Scientists' hunt for the cause of depression has implicated so many suspects and found so many treatments with different mechanisms that the condition remains an enigma.
Now researchers at the Stanford University School of Medicine have identified one unifying principle that could explain how a range of causes and treatments for depression converge.
They found that in rats the differing mechanisms of depression and its treatment in the end appear to funnel through a single brain circuit. Changes in how the electrical signals spread through the circuit appear to be the cause of depression-related behavior, according to their study. Their findings will be published July 6 in Science Express, the advance online publication of the journal Science.
"I think this will help us make sense of how there can be so many different causes and treatments of depression," said senior author Karl Deisseroth, MD, PhD, assistant professor of bioengineering and of psychiatry and behavioral sciences. "It also helps us understand conceptually how something that seems as hard to get traction on as depression can have a really quantitative, concrete basis."
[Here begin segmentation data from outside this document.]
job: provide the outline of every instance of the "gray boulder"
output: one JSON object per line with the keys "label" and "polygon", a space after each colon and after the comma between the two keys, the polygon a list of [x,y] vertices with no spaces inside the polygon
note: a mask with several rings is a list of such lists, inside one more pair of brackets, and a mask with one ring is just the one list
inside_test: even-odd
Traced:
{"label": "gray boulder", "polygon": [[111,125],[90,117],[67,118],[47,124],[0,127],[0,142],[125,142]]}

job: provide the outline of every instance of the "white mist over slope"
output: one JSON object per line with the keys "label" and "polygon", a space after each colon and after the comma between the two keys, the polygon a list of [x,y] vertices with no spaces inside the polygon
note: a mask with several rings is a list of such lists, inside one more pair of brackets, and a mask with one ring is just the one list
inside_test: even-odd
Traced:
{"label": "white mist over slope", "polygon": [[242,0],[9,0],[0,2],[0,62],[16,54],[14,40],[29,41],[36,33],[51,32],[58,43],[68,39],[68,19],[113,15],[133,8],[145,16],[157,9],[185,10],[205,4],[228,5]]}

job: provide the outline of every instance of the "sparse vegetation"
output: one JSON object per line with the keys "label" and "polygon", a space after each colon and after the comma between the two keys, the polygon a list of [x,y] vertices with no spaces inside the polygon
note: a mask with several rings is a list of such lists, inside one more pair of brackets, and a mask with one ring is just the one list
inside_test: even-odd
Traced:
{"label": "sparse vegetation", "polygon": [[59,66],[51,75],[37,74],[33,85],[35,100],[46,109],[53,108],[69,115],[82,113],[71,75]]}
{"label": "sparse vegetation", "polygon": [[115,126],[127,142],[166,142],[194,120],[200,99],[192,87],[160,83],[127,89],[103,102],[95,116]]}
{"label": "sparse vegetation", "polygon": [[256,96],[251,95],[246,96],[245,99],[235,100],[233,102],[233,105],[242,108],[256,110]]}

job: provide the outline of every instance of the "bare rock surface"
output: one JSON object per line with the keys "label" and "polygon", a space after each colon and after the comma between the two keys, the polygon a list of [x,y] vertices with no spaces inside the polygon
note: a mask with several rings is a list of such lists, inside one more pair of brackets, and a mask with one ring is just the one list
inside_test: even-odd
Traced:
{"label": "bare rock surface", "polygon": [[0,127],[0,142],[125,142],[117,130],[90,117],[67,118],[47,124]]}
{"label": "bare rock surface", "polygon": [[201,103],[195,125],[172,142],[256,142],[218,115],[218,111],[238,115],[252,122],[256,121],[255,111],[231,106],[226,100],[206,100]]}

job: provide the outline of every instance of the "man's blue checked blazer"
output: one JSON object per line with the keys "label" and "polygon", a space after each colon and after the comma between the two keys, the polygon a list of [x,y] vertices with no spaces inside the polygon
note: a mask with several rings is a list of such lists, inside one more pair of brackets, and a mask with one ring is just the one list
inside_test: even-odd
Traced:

The work also may have implications for the search for new treatments for depression. "You can use that common pathway as the most efficient, most direct targeted way to find truly specific treatments," he said.
Deisseroth, who sees many depressed patients in clinic, said he has come to appreciate how the bumps in the road that most people see as normal obstacles in life become insurmountable hurdles to depressed people, causing them to lapse into helplessness.
Reasoning that the brain is essentially a complex electrical circuit, Deisseroth's team set out to test the theory of whether brain circuitry malfunction could be at the root of depression. To explore the idea in a precise, quantitative way, they needed to develop a visualization tool that was faster and sharper than brain imaging systems currently available, such as MRI or CT scans.
Raag Airan, an MD/PhD student in Deisseroth's lab and co-first author of the study, led the development of a technique called voltage-sensitive dye imaging for this model. This technique allows intact brain circuits to be viewed in real time, enabling the researchers to watch living neurons in action, across entire brain networks.
The system uses a fluorescent dye, sensitive to brain circuit activity, which the researchers introduce into the animal brain tissue. As dyed circuits light up and darken again in response to electrical activity, very fast high-resolution cameras capture the action. The researchers can observe how different stimuli received by the animal, such as a dose of an antidepressant drug, affect circuit operation.
The researchers used slices of rat brain, Deisseroth said, "like a computer repair technician would take out a circuit board" to test its functional properties. The brain slices, which remain active for many hours, came from parts of the hippocampus, a region long implicated in depression. They also tested slices from rats treated with the antidepressant medications fluoxetine and imipramine.
The team carried out the study using a standard rat model of depression. Even though the rats do not mimic the entire complexity of genetic and environmental causes of human depression, Deisseroth explained, the animals exhibit similar symptoms and also get better from the same medications that work on humans.